Development Gateway and the Eggheads of Open Data

This is a guest post from Dr. Catherine (Kate) Weaver, Associate Dean and Associate Professor at the LBJ School of Public Affairs, and Co-Director of Innovations for Peace and Development, at The University of Texas at Austin. 

Nearly ten years ago when I began working with fine folks at Development Gateway, I was still an untenured assistant professor at The University of Texas at Austin (UT). Josh Powell, now CEO, was freshly promoted from his internship position with DG. As a young start-up, DG was doing something quite daring. It was reaching out to work with “eggheads” in academic institutions like the University of Texas, Brigham Young University, and the College of William & Mary (home to AidData). The goal was to find willing partners to dive into the relatively new field of open data, and specifically to test one risky hypothesis: If we could geospatially map global aid flows at a highly refined level, could we make aid data transparent in a way that would empower key stakeholders within donor organizations and aid-receiving countries to make better decisions about where they put aid dollars?

  2010 AMP Workshop

Participants at the 2010 AMP Best Practices Workshop

Determined to give the “eggheads” a dose of reality, then DG CEO, Jean Louis Sarbib, and Director of Innovation, Steven Davenport, invited Dr. Michael Findley and myself to participate in the Aid Management Program (AMP) Best Practices Workshop in December 2010 in Nairobi, Kenya. Here we pitched what we thought was a simple idea: we would work with one AMP country to use ArcGIS to map the subnational locations and detailed activities of all aid projects in their country. It was an ambitious attempt to show proof of concept on the promise of data visualization previously launched by the World Bank under its Mapping for Results program. As academics, we had the job security and grant money to take it on. Through its World Bank ties and AMP program, DG had the in-country connections, technical capacity and the street-smarts to carry it off. The wonderful Aid and Debt Division of the Ministry of Finance in Malawi, led by Stan Nkhata, had the courage to support us. And the first multi-donor aid mapping exercise was born.

We achieved that proof of concept after nearly two years of hard work. It took months of digging out and digitizing hard files from various storerooms and file cabinets in Malawi, mobilizing a small army of UT and William & Mary interns to manually hand code thousands of pages of documents, and mining these same documents for the locations of projects to feed into Geonames and ArcGIS. In late 2011, our work resulted in a map of all the aid data (we could find) in one country (Malawi), visualized through maps and dashboards that we hoped (!) would be useful to decision-makers in countries.

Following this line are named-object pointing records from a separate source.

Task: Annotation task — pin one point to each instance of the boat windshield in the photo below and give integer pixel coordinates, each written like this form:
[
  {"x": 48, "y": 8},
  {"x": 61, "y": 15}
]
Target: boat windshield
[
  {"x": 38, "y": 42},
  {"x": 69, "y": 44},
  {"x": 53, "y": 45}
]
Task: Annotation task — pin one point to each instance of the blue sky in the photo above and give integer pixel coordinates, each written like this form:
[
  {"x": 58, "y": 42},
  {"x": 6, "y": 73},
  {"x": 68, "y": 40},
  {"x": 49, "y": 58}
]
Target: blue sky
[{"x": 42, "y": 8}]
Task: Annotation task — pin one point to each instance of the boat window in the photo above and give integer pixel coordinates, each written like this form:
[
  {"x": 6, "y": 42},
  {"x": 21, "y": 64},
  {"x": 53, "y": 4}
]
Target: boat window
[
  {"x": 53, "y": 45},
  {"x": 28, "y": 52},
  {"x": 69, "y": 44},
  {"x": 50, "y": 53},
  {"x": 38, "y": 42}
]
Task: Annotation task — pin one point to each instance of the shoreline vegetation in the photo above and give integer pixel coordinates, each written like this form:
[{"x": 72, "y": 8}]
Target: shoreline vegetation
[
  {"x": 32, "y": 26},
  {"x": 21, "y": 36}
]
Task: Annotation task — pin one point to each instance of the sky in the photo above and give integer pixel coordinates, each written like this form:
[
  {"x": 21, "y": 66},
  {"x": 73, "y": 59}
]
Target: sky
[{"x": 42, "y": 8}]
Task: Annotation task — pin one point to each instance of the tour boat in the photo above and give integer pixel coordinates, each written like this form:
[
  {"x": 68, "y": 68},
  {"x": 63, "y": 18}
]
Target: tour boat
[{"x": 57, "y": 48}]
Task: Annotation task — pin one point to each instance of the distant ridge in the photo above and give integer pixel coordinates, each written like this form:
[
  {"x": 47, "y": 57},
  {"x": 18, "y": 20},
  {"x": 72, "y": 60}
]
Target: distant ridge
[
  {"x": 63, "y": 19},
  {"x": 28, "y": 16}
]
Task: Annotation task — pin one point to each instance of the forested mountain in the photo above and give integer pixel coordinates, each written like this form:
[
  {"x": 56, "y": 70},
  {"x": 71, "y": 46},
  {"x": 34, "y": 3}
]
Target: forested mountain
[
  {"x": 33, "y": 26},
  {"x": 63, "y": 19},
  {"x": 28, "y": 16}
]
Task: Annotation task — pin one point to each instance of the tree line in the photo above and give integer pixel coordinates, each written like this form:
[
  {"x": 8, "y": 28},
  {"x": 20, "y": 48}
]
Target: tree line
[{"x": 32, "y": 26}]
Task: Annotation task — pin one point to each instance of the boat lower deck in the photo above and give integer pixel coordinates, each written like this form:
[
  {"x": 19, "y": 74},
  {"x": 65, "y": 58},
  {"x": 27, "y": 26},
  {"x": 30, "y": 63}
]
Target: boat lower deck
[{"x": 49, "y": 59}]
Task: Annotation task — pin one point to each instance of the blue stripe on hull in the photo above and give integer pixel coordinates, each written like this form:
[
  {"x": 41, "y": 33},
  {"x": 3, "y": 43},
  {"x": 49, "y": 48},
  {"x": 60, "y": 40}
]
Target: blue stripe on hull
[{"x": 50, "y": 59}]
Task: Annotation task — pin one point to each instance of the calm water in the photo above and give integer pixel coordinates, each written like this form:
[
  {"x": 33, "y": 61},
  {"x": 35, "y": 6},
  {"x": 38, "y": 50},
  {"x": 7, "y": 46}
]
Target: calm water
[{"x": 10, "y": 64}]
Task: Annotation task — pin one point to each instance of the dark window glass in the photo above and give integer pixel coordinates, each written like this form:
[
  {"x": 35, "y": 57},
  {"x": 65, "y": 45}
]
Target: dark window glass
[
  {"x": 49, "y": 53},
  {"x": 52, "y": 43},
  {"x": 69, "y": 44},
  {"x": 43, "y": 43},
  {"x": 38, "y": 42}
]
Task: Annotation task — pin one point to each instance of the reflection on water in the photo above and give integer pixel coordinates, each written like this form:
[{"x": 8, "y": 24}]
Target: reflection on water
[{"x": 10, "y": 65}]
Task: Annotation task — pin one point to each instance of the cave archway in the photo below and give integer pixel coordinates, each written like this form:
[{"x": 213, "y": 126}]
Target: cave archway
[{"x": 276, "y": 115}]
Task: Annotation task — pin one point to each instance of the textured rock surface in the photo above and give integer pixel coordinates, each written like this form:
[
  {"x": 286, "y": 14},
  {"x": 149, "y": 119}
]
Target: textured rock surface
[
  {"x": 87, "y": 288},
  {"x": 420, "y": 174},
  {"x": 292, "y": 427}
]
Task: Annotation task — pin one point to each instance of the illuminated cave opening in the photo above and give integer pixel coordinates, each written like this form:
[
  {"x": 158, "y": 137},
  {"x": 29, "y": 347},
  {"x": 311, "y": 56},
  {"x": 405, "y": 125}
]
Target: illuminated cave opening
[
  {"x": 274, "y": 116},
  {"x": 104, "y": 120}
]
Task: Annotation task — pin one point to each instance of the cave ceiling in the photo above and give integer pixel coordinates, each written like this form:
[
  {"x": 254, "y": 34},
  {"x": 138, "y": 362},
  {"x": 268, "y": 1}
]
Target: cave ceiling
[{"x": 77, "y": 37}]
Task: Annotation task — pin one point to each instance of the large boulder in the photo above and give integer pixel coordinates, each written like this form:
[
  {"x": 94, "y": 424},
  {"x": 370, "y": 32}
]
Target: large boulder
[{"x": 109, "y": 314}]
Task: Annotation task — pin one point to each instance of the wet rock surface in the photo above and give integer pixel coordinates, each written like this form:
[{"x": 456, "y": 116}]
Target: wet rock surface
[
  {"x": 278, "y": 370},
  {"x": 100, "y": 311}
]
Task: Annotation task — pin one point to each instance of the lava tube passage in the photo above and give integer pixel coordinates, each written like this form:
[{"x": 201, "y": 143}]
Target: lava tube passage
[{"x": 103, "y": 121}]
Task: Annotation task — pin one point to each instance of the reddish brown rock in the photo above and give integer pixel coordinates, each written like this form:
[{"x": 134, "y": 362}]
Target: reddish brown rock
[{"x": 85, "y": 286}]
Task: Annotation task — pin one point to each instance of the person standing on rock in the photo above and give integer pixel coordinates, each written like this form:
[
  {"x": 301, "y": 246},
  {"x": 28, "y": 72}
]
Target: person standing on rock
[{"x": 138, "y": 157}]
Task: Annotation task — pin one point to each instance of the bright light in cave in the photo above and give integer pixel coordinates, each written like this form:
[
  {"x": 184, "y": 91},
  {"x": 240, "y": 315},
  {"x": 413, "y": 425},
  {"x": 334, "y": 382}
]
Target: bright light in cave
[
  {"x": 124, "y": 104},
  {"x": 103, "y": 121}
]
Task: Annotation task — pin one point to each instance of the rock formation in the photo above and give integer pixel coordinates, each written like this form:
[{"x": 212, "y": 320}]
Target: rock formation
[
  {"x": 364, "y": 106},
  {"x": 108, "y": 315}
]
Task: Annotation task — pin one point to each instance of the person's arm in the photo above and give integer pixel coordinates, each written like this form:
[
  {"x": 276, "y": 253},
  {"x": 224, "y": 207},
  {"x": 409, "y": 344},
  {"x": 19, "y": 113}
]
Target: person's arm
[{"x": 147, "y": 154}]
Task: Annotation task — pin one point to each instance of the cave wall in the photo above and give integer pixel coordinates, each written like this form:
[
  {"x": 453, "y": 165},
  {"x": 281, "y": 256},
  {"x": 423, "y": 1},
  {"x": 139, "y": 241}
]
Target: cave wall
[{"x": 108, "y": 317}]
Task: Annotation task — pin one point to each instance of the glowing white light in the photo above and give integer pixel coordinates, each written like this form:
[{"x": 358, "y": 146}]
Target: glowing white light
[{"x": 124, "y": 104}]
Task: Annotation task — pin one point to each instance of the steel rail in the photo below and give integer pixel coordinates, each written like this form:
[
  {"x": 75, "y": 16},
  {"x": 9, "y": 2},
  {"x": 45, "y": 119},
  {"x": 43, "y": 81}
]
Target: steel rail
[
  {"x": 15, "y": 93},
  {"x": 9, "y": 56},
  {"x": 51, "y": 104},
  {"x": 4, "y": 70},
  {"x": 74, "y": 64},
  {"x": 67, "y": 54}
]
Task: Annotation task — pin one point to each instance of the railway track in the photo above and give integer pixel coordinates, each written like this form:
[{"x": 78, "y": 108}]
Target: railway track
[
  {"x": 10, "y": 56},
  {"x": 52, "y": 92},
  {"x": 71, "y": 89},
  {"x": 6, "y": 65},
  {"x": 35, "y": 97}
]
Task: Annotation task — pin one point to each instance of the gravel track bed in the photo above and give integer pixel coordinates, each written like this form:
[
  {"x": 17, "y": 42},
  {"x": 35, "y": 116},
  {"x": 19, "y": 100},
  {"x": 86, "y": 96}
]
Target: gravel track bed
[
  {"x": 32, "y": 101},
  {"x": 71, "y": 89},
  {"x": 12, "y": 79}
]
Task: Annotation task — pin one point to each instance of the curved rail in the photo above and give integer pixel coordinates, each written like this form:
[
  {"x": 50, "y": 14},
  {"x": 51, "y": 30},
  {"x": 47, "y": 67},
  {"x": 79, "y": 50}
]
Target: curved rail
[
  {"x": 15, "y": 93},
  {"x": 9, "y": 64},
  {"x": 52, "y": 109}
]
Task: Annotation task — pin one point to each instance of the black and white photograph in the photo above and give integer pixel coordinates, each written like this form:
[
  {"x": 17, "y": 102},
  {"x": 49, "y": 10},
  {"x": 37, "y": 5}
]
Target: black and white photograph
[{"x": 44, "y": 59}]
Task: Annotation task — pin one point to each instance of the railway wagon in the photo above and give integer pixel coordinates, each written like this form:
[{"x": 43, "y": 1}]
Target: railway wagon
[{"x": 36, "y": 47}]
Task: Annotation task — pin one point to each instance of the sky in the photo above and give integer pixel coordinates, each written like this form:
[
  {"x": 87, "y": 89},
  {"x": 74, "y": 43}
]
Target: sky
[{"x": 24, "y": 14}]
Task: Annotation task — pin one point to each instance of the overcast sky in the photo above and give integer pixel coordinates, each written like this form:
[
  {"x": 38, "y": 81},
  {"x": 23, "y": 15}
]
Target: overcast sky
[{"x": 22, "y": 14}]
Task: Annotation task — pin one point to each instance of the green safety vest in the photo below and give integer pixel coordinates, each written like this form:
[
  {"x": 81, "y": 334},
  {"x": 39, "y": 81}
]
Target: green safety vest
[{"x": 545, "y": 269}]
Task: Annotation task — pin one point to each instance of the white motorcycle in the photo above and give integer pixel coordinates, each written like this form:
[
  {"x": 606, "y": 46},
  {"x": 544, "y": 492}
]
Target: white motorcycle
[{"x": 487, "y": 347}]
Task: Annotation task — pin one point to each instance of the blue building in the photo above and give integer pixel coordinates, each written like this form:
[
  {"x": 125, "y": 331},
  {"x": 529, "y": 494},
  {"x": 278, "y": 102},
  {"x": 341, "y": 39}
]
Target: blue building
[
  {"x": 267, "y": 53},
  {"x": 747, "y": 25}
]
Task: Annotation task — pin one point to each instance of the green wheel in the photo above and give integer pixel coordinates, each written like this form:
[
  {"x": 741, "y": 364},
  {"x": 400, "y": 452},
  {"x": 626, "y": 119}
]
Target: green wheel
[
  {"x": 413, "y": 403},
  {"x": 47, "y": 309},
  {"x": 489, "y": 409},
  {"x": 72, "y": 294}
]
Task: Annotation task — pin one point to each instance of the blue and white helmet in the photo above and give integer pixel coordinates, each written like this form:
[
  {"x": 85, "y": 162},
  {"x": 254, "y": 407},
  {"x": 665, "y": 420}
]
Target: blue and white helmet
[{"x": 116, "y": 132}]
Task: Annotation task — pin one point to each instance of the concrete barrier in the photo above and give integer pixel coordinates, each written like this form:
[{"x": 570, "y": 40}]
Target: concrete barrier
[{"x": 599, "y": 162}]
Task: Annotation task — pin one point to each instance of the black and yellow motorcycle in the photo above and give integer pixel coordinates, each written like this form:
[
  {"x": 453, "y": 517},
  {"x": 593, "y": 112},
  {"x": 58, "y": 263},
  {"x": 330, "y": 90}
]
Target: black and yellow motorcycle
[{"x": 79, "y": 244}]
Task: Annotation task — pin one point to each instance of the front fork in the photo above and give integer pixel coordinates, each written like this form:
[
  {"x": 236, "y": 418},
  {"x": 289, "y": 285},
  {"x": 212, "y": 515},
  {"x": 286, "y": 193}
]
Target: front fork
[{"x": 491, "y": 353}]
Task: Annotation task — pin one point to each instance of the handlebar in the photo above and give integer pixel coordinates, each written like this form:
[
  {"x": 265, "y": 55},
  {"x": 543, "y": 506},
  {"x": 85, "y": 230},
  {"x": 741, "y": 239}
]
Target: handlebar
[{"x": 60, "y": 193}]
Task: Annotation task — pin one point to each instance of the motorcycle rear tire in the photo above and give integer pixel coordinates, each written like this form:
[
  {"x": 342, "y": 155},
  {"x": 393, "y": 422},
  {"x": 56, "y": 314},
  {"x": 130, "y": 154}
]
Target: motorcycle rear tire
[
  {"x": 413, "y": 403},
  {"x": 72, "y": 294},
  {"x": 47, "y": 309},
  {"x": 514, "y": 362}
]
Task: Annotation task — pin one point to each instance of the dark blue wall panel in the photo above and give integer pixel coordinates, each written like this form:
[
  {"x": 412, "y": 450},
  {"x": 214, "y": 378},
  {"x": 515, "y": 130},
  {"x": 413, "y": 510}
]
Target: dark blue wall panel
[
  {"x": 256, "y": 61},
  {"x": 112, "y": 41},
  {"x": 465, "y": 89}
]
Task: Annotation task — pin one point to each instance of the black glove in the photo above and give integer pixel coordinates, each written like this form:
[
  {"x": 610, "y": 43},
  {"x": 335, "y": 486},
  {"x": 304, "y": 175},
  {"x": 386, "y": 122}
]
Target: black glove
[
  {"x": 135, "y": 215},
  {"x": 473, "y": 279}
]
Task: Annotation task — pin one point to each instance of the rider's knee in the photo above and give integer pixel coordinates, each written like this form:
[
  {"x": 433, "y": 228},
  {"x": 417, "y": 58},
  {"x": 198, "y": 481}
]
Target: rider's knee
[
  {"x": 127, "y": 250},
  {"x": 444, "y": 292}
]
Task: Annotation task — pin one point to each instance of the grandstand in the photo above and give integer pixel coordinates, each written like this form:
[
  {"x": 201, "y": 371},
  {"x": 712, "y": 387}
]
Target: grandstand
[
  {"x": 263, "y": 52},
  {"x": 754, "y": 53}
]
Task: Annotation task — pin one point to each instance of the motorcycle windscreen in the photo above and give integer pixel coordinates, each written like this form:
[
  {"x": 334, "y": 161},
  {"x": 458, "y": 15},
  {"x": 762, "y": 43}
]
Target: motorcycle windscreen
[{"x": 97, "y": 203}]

To be honest, we learned as much about what could not be done at the time as what could be done. Read our report here. While we produced some very pretty maps which garnered considerable excitement internationally, we were also keenly aware of the “gaps and traps of maps.” For example, there was a lot of missing data due to huge variability in the availability and quality of information in project documents, locations of aid activities (when provided) were far from precise, and activity coding was difficult because of the death of project description information. Moreover, using the maps, even when we could build incentives and capacity for such use, was problematic. These early maps were fundamentally built upon spotty data because we were still much in the early days of aid transparency. We were caught in a giant catch-22: you couldn’t get robust use until the data were comprehensive, timely, and accurate, but you couldn’t get donors to report unless they were convinced that the resources and time they put into reporting data would lead to ethical and meaningful use of that data. 

Very quickly the excitement of the initial multi-donor aid map wore off, and bigger and better initiatives took off. These included the AidData Center for Development Policy consortium (funded by USAID) to scale up multi-donor mapping and data use studies, the International Aid Transparency Initiative – already established previously – expanded the geospatial component of its common standard for improved donor reporting, the expansion of groundbreaking work on open data by numerous NGOs such as Development Initiatives and Open Data Watch, the continued advocacy efforts of Publish What You Fund, research endeavors such Open Data for Development (OD4D), and the launch of numerous annual global forums such as the  International Open Data Conference. DG was centrally involved in all of this.

That was a decade ago. What does this story say about DG and where it is today? 

Without a doubt, DG was then – and is now – recognized and respected widely as a global innovator and leader in the open data space now working across numerous sectors (including results data, gender data, extractives, open contracts, and agriculture). DG continues to take big risks and establish important partnerships across academics, NGOs, IGO, government, and civil society. More importantly, DG is, and has always been, willing to ask tough questions – often about the effectiveness of its own prior work – and to learn from failure. Its work with the AMP systems also reveals DG’s successful business models: build and sustain partnerships, share knowledge, listen and learn, adapt.

Finally (and I think this is the most important point), DG is patient and persistent. The dedicated staff and leaders of DG know that the real work of open data requires digging in when the excitement fades, doing the hard and tedious work maintaining and adapting systems, constantly reflecting upon the underlying assumptions of our theories of change around open data, and testing those assumptions again and again with painstaking, rigorous evaluation.